The global crude market will rebalance next year if the Organisation of the Petroleum Exporting Countries (Opec) holds output at current levels - but oil prices are not expected to rise in 2018, a new forecast has suggested.
A monthly oil report by the International Energy Agency (IEA) predicted global demand will grow by 1.6m barrels per day (bpd) in 2017 and 1.4m bpd in 2018.
Global oil supply rose by 90,000 bpd in September to 97.5m bpd due to higher production from non-Opec countries. Opec output remained "virtually unchanged" last month, and the IEA said compliance with its supply cuts for the year to date was 86 per cent.
Output is 620,000 bpd higher than it was last year, and non-Opec supplies are expected to grow by 700,000 bpd this year, followed by a 1.5m bpd increase in 2018.

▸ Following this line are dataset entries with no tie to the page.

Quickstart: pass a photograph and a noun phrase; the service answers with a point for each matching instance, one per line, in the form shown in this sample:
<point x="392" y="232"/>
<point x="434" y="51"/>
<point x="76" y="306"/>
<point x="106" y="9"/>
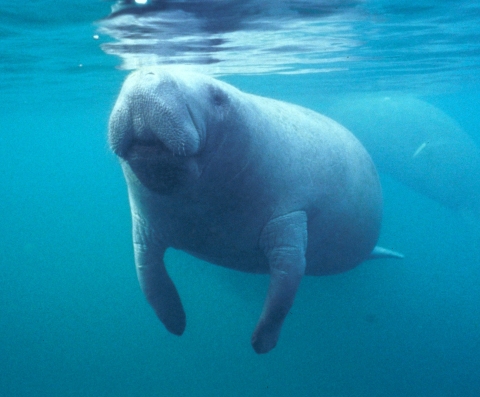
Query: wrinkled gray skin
<point x="240" y="181"/>
<point x="417" y="144"/>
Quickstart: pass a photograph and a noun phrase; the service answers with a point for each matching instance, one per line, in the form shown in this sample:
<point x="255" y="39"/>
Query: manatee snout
<point x="151" y="113"/>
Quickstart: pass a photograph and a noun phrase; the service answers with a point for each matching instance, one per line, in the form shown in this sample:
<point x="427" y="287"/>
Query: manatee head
<point x="158" y="126"/>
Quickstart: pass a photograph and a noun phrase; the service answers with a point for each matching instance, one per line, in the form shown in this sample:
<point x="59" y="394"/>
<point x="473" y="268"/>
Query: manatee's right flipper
<point x="380" y="253"/>
<point x="154" y="279"/>
<point x="284" y="242"/>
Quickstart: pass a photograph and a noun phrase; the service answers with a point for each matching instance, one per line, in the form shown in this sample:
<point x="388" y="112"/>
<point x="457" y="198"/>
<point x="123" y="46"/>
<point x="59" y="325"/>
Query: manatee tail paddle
<point x="380" y="253"/>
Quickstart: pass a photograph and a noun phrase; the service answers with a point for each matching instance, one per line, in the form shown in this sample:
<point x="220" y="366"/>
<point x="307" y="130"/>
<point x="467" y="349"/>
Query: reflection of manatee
<point x="243" y="182"/>
<point x="417" y="144"/>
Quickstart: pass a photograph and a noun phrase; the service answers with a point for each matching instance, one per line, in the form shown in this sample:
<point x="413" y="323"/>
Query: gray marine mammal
<point x="241" y="181"/>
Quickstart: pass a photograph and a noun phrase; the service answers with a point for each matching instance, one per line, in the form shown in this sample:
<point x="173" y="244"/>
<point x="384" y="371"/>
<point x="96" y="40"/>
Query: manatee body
<point x="417" y="144"/>
<point x="241" y="181"/>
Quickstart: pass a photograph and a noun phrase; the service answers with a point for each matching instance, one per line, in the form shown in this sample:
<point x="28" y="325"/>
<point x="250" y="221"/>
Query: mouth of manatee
<point x="155" y="165"/>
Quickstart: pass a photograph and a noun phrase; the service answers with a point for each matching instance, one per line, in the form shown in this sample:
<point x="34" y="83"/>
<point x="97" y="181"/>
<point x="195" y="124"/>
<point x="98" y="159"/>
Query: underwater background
<point x="73" y="321"/>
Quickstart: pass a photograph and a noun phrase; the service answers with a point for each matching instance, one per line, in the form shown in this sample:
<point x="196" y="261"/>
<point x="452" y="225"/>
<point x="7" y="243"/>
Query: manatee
<point x="240" y="181"/>
<point x="417" y="144"/>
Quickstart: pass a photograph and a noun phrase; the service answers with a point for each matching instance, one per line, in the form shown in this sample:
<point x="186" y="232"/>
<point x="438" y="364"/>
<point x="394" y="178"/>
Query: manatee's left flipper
<point x="380" y="253"/>
<point x="284" y="241"/>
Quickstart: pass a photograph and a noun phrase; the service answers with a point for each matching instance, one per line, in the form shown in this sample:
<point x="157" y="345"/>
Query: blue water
<point x="73" y="320"/>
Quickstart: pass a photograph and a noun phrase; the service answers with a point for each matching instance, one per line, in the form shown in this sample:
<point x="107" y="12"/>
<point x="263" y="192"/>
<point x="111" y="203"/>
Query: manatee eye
<point x="219" y="98"/>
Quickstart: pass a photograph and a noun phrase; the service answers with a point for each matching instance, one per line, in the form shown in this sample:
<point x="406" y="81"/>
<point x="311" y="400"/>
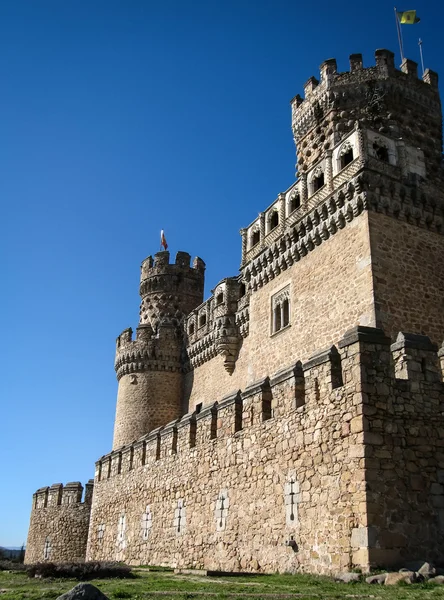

"Taking 2018 as a whole, oil demand and non-Opec production will grow by roughly the same volume and it is this current outlook that might act as the ceiling for aspirations of higher oil prices," the agency said.
The Organisation for Economic Co-operation and Development's (OECD) commercial stocks fell 14.2m barrels in August to just over 3bn barrels, leaving the surplus 170m barrels over the five-year average, down from 318m barrels at the end of January.
"The next few weeks ahead of the producers' meeting in Vienna on 30 November will be crucial in shaping their decision on output. A lot has been achieved towards stabilising the market, but to build on this success in 2018 will require continued discipline," the IEA said.